Closed eyuansu62 closed 2 years ago
Yes, if you use our provided commands. To disable DDP, you may try something like
python train.py --seed 2 --cfg Salesforce/T5_base_finetune_wikitq.cfg --run_name T5_base_finetune_wikitq --logging_strategy steps --logging_first_step true --logging_steps 4 --evaluation_strategy steps --eval_steps 500 --metric_for_best_model avr --greater_is_better true --save_strategy steps --save_steps 500 --save_total_limit 1 --load_best_model_at_end --gradient_accumulation_steps 8 --num_train_epochs 400 --adafactor true --learning_rate 5e-5 --do_train --do_eval --do_predict --predict_with_generate --output_dir output/T5_base_finetune_wikitq --overwrite_output_dir --per_device_train_batch_size 4 --per_device_eval_batch_size 16 --generation_num_beams 4 --generation_max_length 128 --input_max_length 1024
But our code has not been tested on this usage.
BTW, have you ever tried UnifiedSKG + PICARD?
Nope.
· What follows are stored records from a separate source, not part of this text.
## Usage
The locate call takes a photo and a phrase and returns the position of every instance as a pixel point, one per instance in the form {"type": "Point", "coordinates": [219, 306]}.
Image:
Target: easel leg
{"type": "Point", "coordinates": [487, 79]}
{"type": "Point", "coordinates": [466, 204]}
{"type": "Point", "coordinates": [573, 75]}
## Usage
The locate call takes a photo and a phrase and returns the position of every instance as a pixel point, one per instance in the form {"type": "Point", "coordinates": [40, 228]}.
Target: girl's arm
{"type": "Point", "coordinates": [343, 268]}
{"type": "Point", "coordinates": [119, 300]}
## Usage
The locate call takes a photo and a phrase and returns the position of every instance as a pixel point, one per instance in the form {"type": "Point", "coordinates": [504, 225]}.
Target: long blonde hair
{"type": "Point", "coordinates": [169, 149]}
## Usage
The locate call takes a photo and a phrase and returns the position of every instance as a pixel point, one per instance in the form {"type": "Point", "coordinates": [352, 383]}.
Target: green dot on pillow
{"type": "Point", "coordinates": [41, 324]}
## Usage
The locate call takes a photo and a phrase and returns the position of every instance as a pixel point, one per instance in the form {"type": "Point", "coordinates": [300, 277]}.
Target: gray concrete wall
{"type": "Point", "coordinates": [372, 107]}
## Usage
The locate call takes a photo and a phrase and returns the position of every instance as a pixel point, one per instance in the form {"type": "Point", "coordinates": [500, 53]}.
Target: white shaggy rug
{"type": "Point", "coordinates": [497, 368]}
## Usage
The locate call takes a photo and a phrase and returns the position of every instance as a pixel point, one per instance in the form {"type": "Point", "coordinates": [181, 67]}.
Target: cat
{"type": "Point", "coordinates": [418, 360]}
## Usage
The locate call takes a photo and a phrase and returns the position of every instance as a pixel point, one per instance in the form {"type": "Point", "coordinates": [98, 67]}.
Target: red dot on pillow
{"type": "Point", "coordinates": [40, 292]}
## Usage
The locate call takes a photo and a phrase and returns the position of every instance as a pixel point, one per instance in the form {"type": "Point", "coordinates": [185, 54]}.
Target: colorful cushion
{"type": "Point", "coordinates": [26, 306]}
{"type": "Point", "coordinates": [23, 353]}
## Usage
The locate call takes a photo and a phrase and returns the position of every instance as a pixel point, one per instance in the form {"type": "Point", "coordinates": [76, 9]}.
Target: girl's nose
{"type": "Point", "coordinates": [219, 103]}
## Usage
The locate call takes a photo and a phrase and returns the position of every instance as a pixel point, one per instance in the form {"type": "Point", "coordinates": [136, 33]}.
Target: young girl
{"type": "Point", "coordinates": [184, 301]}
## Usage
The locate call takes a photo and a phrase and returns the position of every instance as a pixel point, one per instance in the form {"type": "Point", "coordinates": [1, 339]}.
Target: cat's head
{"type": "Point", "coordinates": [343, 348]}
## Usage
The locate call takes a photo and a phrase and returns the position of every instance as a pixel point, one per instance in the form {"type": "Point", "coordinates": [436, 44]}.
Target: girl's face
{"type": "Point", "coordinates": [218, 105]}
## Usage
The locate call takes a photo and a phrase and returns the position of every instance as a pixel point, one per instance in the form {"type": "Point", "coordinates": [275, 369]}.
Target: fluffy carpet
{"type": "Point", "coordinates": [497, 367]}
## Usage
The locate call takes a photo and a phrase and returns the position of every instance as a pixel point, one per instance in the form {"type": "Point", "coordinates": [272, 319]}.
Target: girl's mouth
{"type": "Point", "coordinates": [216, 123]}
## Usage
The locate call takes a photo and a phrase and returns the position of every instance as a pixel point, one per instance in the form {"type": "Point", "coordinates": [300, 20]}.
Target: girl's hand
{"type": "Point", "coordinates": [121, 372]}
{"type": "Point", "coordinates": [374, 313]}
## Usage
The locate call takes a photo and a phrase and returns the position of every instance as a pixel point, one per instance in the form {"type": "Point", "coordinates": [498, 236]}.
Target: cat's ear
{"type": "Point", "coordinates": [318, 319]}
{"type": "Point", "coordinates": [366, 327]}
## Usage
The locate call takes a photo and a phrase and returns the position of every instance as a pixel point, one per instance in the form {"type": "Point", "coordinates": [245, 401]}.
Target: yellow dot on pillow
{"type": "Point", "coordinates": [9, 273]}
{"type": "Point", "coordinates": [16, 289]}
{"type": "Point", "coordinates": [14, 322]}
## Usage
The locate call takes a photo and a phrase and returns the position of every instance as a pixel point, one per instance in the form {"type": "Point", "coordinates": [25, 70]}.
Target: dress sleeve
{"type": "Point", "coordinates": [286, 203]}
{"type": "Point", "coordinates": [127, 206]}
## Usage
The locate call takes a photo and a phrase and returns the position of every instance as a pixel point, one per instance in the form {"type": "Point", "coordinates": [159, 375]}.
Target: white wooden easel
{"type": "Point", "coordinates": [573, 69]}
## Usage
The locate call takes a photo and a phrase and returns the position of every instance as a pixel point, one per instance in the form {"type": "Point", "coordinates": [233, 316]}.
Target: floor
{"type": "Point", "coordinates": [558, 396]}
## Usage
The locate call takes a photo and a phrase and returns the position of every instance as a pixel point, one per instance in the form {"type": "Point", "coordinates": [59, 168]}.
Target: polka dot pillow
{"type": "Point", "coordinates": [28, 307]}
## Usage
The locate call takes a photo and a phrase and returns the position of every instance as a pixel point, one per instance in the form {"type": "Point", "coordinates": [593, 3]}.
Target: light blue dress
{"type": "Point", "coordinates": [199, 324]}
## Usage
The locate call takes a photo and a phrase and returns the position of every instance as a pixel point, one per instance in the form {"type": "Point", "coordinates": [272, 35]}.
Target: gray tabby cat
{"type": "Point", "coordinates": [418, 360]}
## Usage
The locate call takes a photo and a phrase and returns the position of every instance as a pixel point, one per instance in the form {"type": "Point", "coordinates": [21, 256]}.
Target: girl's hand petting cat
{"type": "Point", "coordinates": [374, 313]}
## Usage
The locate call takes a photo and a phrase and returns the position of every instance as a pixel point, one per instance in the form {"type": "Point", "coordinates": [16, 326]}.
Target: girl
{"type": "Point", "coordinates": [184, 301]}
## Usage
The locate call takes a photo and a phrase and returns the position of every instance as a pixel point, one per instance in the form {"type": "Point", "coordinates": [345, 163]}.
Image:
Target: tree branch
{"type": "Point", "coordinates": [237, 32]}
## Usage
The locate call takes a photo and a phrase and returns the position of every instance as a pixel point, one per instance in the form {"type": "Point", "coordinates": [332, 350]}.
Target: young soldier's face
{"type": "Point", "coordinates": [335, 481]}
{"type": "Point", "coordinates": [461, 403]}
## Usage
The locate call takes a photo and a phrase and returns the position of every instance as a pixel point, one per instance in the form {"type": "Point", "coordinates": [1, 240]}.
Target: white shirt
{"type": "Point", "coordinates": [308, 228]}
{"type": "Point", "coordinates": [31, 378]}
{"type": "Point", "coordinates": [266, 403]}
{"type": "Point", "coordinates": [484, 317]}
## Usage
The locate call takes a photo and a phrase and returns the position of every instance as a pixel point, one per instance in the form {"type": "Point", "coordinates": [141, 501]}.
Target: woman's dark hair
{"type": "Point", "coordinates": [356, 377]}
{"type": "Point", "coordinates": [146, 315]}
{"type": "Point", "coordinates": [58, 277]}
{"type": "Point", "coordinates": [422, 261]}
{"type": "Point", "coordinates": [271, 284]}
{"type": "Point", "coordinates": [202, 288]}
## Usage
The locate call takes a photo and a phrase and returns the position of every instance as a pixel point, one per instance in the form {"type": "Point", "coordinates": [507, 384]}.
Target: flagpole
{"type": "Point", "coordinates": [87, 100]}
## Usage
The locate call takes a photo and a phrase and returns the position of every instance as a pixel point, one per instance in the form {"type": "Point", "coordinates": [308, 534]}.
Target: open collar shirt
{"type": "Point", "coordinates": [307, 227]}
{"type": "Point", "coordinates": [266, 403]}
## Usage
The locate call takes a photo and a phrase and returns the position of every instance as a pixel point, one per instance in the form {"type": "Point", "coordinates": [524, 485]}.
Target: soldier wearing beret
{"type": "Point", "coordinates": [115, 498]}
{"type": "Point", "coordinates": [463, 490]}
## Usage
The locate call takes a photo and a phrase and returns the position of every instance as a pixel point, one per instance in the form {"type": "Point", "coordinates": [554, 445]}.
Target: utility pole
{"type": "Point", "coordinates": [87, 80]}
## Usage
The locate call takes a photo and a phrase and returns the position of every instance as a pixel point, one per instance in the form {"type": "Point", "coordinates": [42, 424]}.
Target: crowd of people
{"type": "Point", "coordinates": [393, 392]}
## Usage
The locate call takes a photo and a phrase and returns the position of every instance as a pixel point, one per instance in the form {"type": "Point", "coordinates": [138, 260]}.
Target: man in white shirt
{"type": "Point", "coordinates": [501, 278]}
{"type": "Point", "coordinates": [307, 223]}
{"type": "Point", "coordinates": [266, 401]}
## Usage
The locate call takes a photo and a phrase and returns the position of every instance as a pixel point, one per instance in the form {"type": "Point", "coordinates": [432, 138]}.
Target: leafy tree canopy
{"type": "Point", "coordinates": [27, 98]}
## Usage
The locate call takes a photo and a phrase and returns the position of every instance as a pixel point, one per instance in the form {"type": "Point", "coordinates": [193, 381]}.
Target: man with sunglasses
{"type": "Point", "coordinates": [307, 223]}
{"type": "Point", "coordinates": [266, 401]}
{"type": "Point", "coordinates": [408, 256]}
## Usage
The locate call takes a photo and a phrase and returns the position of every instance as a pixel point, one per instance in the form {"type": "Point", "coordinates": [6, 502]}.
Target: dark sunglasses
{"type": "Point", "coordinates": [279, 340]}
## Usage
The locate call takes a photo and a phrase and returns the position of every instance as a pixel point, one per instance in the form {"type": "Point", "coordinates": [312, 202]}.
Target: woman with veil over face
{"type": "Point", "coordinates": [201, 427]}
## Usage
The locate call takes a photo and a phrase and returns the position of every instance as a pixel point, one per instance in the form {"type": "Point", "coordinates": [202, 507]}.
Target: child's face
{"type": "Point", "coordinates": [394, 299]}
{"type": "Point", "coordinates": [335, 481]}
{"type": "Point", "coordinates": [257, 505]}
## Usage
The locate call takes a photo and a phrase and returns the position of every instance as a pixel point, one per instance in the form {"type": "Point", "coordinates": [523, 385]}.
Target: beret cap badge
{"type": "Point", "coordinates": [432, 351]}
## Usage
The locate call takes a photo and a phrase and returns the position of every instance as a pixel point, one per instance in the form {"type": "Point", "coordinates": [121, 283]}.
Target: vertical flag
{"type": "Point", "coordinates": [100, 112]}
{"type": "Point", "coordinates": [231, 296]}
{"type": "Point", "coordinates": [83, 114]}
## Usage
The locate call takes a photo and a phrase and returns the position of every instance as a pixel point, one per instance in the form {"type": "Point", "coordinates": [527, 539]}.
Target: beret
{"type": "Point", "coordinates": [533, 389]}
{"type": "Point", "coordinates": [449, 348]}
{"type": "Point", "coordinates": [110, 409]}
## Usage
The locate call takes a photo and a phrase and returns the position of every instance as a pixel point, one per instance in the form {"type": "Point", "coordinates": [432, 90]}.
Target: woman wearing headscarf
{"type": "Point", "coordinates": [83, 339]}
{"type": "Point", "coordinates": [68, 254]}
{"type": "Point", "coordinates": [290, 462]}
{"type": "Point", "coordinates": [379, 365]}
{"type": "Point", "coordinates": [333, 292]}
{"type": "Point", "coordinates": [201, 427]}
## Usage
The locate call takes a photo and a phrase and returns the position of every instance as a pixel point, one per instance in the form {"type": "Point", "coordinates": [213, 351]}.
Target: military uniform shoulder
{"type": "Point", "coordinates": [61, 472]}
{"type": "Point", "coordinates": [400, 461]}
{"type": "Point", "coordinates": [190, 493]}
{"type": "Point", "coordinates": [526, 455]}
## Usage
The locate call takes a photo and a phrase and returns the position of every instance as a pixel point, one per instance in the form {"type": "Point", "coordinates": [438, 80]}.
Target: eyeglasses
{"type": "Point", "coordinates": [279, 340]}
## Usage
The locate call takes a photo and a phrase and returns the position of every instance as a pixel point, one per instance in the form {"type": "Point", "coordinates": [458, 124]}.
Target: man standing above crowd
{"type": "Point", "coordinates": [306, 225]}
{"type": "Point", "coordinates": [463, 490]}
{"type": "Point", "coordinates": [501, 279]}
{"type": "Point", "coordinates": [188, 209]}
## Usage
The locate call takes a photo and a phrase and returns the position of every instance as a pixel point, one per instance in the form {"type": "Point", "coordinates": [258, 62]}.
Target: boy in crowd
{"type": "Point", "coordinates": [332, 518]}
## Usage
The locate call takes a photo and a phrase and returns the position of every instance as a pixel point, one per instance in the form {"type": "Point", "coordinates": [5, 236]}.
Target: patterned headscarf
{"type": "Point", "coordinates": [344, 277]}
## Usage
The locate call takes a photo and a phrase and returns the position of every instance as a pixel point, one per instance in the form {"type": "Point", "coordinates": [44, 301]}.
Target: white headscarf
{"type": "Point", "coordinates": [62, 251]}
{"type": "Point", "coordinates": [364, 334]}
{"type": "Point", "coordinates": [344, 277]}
It's an interesting direction to design a unified-grammar and design PICARD on it.
Sorry, one more little question, orz :) If I do not use deepspeed, I train t5-3b on spider with bs=2 and DDP, it will cause OOM error. Is it normal?
I remember that t5-3b requires deepspeed even on the 32G V100.
How about 40G A100?
Surely ok.
Feel free to contact us if you have further questions!
Does the train.py use the DDP training default, even if the n_gpus = 1?